Your Quick Tips

Google Earth Before a Cemetery Trip
Although its fun to play with on its own, I’ve recently discovered how useful Google Earth (http://earth.google.com/) can be in cemetery research, and in preparing for visits. Aside from just finding how to get to a cemetery, the satellite photos are great for zooming in to maximum detail. Images can be printed to bring with and use as a guide map when traversing confusing cemetery grounds. I mark the locations of found ancestors and make notes of locations where I’ve seen related surnames that need more investigation later. It’s the next best thing to a plot layout when the cemetery doesn’t have one available.

Joe Mann

Initial Searches
In using censuses, although rare, you can sometimes find people using initials in place of given names, especially if the person is an apprentice, patient, or prisoner.

Leaving out all names and using place names also works. I found a Smallpage family quite by chance as the index listed them as Sinallfoge, and only the correct place name with nothing else, turned up this family.
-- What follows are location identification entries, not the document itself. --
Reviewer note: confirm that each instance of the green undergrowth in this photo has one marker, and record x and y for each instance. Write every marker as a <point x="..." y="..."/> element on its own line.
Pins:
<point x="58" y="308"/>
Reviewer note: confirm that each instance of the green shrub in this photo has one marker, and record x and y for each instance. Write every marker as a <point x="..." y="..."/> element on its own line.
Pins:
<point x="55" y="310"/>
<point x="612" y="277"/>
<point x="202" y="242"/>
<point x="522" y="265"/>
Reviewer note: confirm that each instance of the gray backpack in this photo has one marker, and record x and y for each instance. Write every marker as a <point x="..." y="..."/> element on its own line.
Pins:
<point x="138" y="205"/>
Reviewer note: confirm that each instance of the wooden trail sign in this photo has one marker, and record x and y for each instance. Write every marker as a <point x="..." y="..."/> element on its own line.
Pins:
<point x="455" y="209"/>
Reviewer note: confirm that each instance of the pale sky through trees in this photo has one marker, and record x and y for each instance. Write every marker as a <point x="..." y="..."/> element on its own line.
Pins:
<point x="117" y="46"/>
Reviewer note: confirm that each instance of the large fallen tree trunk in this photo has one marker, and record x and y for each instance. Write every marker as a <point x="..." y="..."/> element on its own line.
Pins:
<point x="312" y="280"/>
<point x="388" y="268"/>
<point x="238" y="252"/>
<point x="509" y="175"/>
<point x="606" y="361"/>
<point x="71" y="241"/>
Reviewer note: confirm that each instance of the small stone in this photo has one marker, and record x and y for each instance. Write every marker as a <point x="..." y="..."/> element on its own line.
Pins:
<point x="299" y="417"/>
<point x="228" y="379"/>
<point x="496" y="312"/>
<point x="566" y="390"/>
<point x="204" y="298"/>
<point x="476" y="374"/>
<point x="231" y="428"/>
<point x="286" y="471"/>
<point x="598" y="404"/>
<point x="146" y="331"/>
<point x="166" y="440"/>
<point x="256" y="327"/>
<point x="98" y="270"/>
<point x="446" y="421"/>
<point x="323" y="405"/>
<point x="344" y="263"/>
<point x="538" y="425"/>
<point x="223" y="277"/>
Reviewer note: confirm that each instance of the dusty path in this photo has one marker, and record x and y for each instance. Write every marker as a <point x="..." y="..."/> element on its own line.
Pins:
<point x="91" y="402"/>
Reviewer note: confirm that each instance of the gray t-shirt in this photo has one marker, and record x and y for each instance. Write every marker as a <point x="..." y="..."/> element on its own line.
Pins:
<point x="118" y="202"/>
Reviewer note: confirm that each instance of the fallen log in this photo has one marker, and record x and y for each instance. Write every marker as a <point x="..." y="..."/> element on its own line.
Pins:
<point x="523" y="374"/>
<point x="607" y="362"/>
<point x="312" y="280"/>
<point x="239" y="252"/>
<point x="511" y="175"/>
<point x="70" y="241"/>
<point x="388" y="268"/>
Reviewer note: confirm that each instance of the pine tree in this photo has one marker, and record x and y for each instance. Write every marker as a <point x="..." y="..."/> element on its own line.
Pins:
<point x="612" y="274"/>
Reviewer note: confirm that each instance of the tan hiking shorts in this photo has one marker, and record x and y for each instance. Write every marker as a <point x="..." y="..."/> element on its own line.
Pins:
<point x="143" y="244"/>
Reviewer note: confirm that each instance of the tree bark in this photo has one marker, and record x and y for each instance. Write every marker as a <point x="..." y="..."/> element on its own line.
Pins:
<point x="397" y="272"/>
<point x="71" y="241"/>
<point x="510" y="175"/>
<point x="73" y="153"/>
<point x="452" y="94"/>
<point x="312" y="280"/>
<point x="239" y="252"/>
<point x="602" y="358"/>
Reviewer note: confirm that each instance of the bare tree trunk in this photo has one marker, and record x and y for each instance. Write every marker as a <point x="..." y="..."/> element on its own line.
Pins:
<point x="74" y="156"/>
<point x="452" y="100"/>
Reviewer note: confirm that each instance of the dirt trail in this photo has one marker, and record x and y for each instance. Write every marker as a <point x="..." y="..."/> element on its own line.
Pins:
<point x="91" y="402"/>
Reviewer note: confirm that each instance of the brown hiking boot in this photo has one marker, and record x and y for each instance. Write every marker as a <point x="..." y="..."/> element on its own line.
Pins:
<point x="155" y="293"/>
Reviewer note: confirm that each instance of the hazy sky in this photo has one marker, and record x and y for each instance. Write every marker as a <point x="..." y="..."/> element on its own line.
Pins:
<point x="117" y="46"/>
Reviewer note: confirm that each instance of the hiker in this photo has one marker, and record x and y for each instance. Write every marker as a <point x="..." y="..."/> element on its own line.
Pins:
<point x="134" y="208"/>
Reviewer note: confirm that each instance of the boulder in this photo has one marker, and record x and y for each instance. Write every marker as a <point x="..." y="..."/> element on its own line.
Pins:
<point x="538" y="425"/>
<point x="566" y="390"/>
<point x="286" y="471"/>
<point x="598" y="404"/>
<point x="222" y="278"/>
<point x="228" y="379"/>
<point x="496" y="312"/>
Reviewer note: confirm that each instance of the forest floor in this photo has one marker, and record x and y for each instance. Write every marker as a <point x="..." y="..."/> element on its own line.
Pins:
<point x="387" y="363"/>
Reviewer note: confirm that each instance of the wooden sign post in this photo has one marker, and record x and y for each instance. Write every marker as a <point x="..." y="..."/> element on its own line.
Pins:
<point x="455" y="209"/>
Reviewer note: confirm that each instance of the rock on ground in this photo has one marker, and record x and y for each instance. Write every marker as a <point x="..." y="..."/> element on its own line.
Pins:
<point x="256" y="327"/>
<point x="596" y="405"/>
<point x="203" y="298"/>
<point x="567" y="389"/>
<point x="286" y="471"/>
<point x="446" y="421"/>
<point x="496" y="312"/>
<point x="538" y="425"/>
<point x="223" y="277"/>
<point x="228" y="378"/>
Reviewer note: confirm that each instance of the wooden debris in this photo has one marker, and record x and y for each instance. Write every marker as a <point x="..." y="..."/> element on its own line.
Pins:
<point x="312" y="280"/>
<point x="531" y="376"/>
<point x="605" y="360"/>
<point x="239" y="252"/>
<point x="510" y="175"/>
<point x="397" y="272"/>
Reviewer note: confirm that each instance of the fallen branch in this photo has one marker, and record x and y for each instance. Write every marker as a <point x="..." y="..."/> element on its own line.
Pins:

It is trickier in the 1841 census, where my Greathead family continue to have amazing variations in interpretation, “Ger*” and “Cre*” being two search alternatives under which I found them.

Ann Shuttleworth

Screen Photography Tips
Niki Moore provided a good tip when suggesting that a library monitor screen can be photographed to save the data rather than using the library printer (http://www.ancestry.com/s23560/t7842/rd.ashx).
 
However, if it is an older monitor, and if you are using a film camera, the shutter speed should be set to 1/30 of a second to match the scan rate of the monitor. As well, the use of a flash should be avoided since the burst of light could be reflected by the screen and the photo wouldn’t “take.”
 
Before shooting, check for reflections from overhead lights (or of yourself) on the screen, so that the picture is as clear as possible.
 
J. Sarniaise

If you have a suggestion you would like to share with other researchers, send it to: mailto:juliana@ancestry.com . Thanks to all of this week’s contributors!

Quick Tips may be reprinted, with credit to the submitter, in other Ancestry publications, so if you do not want your tip included in a publication other than the “Ancestry Weekly Journal,” please state so clearly in your message.

A printer-friendly version of this article can be found in the Ancestry.com Library.

 

 

2 thoughts on “Your Quick Tips

  1. Joe,
    I was delighted you posted the Google Earth website but after I downloaded the free software I am unable to see buildings or cemeteries. Do we have to get a paid subscription to Google Earth in order to get detailed views?

  2. Google Earth images vary in resolution depending on the area, with big cities having better resolution. If the cemetery you’re interested in is in the countryside or a smaller city, you may not be able to view it up close. The Google FAQ page at http://earth.google.com/faq.html#1 says the following:

    The whole world is covered with medium resolution imagery and terrain data. This resolution allows you to see major geographic features and man-made development such as towns, but not detail of individual buildings. Additional high-resolution imagery which reveals detail for individual buildings is available for most of the major cities in the US, Western Europe, Canada, and the UK. 3D buildings are represented in 38 US cities (the major urban areas). Detailed road maps are available for the US, Canada, the UK, and Western Europe. And Google Local search is available for the US, Canada, and the UK.

    Google Earth combines data of different resolutions to offer a seamless viewing experience, and some locations may look a bit blurry. We offer high resolution imagery (greater than 1-meter per pixel which provides an aerial view of approximately 1500 feet) for thousands of cities and more are on the way.